I needed a break from the watery intensity of Woolf, so jumped into a different book and immersed myself in Swimming Studies. A day later I feel refreshed by the pools so beautifully described by Leanne Shapton, and am ready to return to Woolf's rivers, waves, and seas.
This is an elegant, lightly lyrical, carefully written account of LS's years of training and competitive swimming interwoven with memories and digressions and descriptions of recent visits to pools (she compiles an enviable list of pools-I-have-swum-in). Leanne Shapton is an artist as well as a writer, and manages successfully to break many bookish conventions here by including a range of different visual and written elements, such as the central section containing a catalogue of her collection of swimming costumes. Although this and the highly stylised, almost abstract watercolours of pools, smells, and swimmers may appear at first glance a little precious, they are part of her style, and are what makes the book so original and personal.
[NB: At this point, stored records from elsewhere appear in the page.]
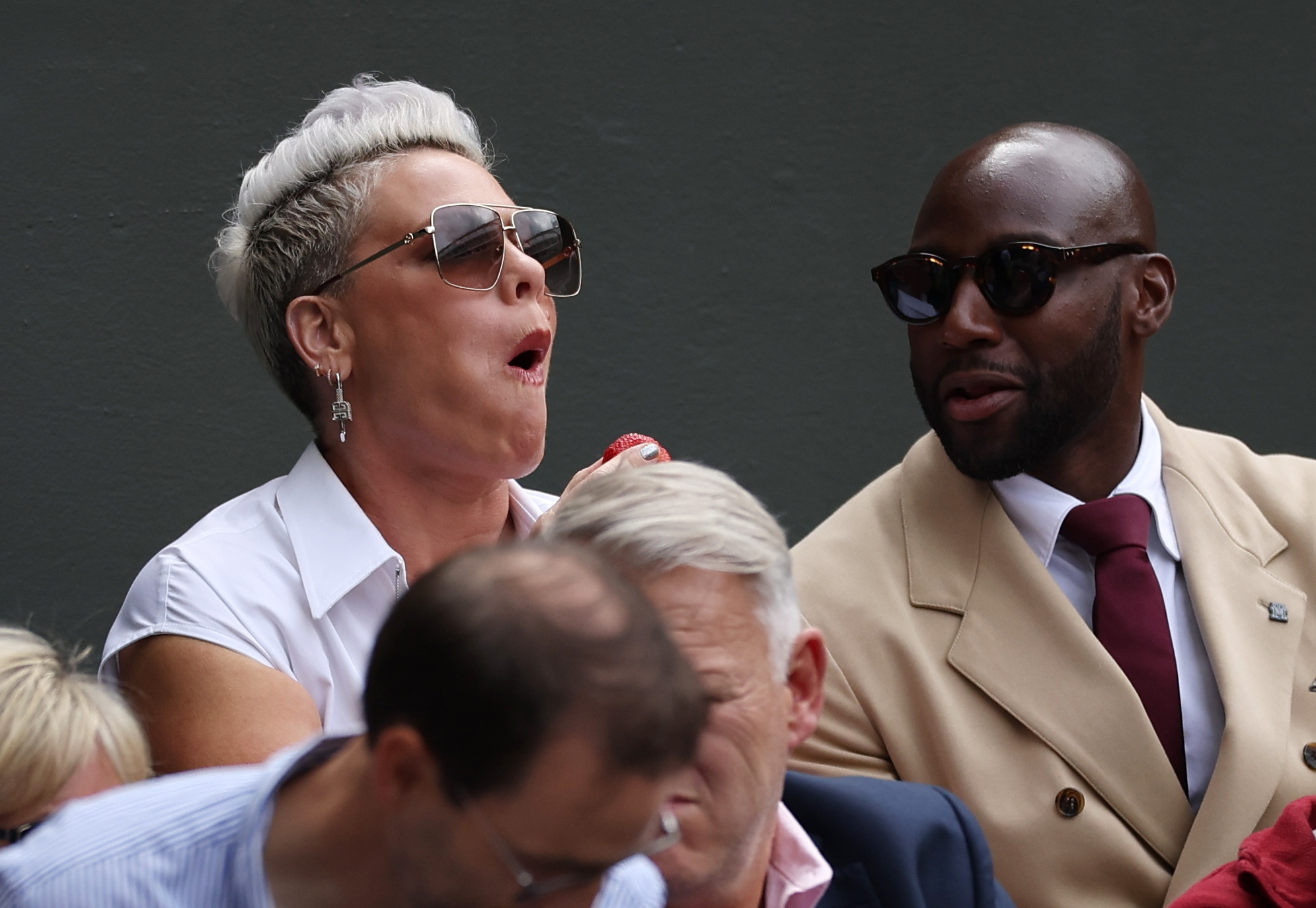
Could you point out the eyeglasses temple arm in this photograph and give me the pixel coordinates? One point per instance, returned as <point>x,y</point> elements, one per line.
<point>406,241</point>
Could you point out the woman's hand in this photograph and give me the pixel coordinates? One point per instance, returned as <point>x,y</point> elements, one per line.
<point>639,456</point>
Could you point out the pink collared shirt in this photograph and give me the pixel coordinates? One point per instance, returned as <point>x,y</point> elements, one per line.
<point>798,876</point>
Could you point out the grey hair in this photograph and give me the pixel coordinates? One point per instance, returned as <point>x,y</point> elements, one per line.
<point>685,515</point>
<point>300,206</point>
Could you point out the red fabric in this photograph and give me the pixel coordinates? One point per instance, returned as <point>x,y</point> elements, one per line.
<point>1128,615</point>
<point>1276,868</point>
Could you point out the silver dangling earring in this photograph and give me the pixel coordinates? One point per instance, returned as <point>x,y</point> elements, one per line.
<point>341,408</point>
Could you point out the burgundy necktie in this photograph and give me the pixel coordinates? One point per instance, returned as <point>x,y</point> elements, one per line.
<point>1128,615</point>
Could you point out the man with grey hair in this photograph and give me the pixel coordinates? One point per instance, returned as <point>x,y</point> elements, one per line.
<point>716,565</point>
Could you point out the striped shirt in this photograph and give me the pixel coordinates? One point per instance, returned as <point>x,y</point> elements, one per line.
<point>195,840</point>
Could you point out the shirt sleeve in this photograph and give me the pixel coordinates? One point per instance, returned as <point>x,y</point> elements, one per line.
<point>170,597</point>
<point>633,884</point>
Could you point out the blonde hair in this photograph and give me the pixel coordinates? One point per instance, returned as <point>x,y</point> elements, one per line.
<point>52,718</point>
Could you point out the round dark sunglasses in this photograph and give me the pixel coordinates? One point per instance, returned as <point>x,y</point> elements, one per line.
<point>470,247</point>
<point>1015,278</point>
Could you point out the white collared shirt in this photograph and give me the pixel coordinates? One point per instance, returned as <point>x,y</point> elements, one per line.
<point>293,575</point>
<point>1038,510</point>
<point>798,874</point>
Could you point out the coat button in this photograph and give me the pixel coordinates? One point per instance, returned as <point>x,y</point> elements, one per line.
<point>1069,802</point>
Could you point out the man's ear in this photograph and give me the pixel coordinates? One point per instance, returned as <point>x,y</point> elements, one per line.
<point>1156,295</point>
<point>320,333</point>
<point>804,677</point>
<point>403,765</point>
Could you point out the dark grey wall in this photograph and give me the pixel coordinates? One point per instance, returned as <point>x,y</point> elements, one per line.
<point>734,169</point>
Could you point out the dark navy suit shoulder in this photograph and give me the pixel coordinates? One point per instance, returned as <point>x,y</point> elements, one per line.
<point>895,844</point>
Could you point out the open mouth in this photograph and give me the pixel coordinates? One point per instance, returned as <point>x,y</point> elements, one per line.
<point>527,360</point>
<point>529,356</point>
<point>972,396</point>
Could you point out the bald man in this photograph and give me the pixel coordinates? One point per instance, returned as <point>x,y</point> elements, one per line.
<point>1082,619</point>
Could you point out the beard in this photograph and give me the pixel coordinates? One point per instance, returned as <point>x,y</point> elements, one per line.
<point>1061,403</point>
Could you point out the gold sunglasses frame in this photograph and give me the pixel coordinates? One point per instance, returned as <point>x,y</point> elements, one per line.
<point>570,252</point>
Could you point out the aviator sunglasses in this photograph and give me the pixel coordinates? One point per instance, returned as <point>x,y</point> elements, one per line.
<point>1015,278</point>
<point>470,247</point>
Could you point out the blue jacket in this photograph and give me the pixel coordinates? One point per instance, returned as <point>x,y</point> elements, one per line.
<point>895,844</point>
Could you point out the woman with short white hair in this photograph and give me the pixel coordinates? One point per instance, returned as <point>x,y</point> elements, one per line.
<point>407,307</point>
<point>62,735</point>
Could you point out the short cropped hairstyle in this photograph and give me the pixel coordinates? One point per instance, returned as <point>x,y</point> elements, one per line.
<point>301,206</point>
<point>490,653</point>
<point>52,718</point>
<point>686,515</point>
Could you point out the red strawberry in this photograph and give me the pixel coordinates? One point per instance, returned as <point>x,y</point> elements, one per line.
<point>631,440</point>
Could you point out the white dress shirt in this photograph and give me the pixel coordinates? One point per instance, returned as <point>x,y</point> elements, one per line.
<point>293,575</point>
<point>1038,510</point>
<point>196,839</point>
<point>798,874</point>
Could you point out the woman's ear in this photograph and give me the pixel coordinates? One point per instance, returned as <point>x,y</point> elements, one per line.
<point>320,335</point>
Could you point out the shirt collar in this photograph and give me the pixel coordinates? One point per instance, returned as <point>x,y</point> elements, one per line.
<point>798,876</point>
<point>1038,510</point>
<point>333,540</point>
<point>336,544</point>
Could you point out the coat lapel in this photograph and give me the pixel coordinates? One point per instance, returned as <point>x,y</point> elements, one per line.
<point>1025,647</point>
<point>1227,544</point>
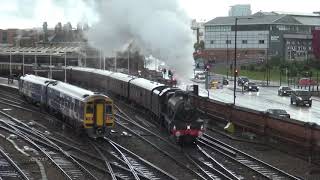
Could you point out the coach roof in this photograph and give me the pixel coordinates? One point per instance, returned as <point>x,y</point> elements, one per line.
<point>146,84</point>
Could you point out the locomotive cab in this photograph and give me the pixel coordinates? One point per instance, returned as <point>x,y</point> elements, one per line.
<point>183,118</point>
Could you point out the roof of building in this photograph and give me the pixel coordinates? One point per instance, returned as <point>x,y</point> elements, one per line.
<point>55,51</point>
<point>269,18</point>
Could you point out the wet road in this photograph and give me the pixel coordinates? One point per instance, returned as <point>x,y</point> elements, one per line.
<point>266,98</point>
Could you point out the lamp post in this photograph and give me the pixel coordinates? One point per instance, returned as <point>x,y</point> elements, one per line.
<point>235,57</point>
<point>227,57</point>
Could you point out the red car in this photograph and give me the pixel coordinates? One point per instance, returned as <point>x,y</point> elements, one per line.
<point>307,82</point>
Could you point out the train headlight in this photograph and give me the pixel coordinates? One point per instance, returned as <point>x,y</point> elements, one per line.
<point>99,131</point>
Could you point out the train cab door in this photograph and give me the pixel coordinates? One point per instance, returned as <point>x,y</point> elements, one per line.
<point>109,114</point>
<point>99,113</point>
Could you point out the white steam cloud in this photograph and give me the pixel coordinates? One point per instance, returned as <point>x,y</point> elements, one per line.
<point>159,28</point>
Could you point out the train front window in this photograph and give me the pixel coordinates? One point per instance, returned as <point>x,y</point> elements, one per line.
<point>108,109</point>
<point>89,108</point>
I admit I like this sort of creative rule-bending approach to the printed book; I also loved her earlier book which played with imaginative ways of telling stories.
Swimming Studies is now on my list of favourite wet books, along with Waterlog by Roger Deakin, The Haunts of the Black Masseur by Charles Sprawson, and a book that is too often overlooked: Swimming the Channel; A Memoir of Love and Loss by Sally Friedman.